台湾で「カンパイ 日本酒に恋した女たち」上映会

 日本で四月に公開されたばかりの映画「カンパイ 日本酒に恋した女たち」(小西未来監督作品)が、この夏、台湾でも上映されました。台湾で上映される日本酒の映画はこれが初めてではなく、約三年前に「一献の系譜」(石井かほり監督作品)が上映されています。この時は日本で公開された一年後の上映で、会場も台北だけでした。ところが今回は日本で公開された約三か月後、しかも、台北、台中、高雄という台湾の三大都市での上映です。
 公開に際してプロモーションのために、作品に出演した今田酒造本店(広島県)の杜氏である今田美穂さん、恵比寿の日本酒バー「GEM by moto」店長でペアリングの本も出版して評判の千葉麻里絵さん、グルメ雑誌『dancyu』の元編集者でさまざまな酒イベントをコーディネートしている神吉佳奈子さんの三人が来台し、トークショーが開催されました。
 映画の上映直後におこなわれたこの催しには、日本酒の初心者からマニアまで、一〇〇人近くが参加しました。会場から質問を受けると、「三人とも女性なのにお酒が強そうです。
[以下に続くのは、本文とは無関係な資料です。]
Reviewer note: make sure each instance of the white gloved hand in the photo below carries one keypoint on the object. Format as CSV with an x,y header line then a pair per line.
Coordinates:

二日酔いを防ぐいい方法がありますか?」、「千葉さんはいろいろな酒蔵を訪ねたと思いますが、お嫁に行きたい蔵がありましたか?」、「日本酒のテイスティングはどうやったら上達するでしょうか?」など、ユニークな質問が飛び出しました。三人も一生懸命に回答して、笑い有り、学び有りの楽しい時間となりました。
 そのほか千葉さんがインストラクターになって、台湾料理と日本酒のペアリングイベントもおこなわれました。日本と違い、台湾では料理とお酒は別々楽しむのが一般的です。食事の時はおいしく食べ、ほとんどお酒を飲みません。それで今回初めてペアリングを試したという方も少なくなかったようです。びっくりしたという声を何人かから聞きました。特に評判だったのは、台湾の代表的な料理「滷肉飯(ルーローファン)」と日本酒古酒のペアリングです。日本酒の古酒は紹興酒に近い香りがあるせいか、台湾で日本酒を飲む人は古酒にあまり関心を向けません。ところが千葉さんは古酒に梅酒を加えて、少量の胡椒をプラスしました。すると滷肉飯のタレのようなニュアンスが出て、料理にピッタリ合いました。古酒の魅力が台湾の人々に伝わったと思います。
 映画を見る人がみな日本酒に詳しいわけではないので、高雄では上映の後、台湾の日本酒名人マイケル欧先生が日本酒セミナーをおこないました。醸造から保存の仕方まで丁寧に説明して、広島、茨城、福島などのお酒の試飲会も開催しました。
 映画会社の話では当初の上映予定は一週間でしたが、とても好評なため三週間に延長したそうです。私の友人には日本酒好きがたくさんいます。全員が映画を見ましたが、日本酒業界で活躍する女性たちの姿に感動して涙が出たという人もいました。私は感動しましたが泣いてはいません。ただ、映画館を出たら、無性に日本酒を飲みたくなりました。映画を見ながら飲めると最高だと思います。
 台湾の日本酒関税は七月末に四〇%から二〇%に下がりました。この波に乗って、台湾に日本酒ブームがおきることを期待しています。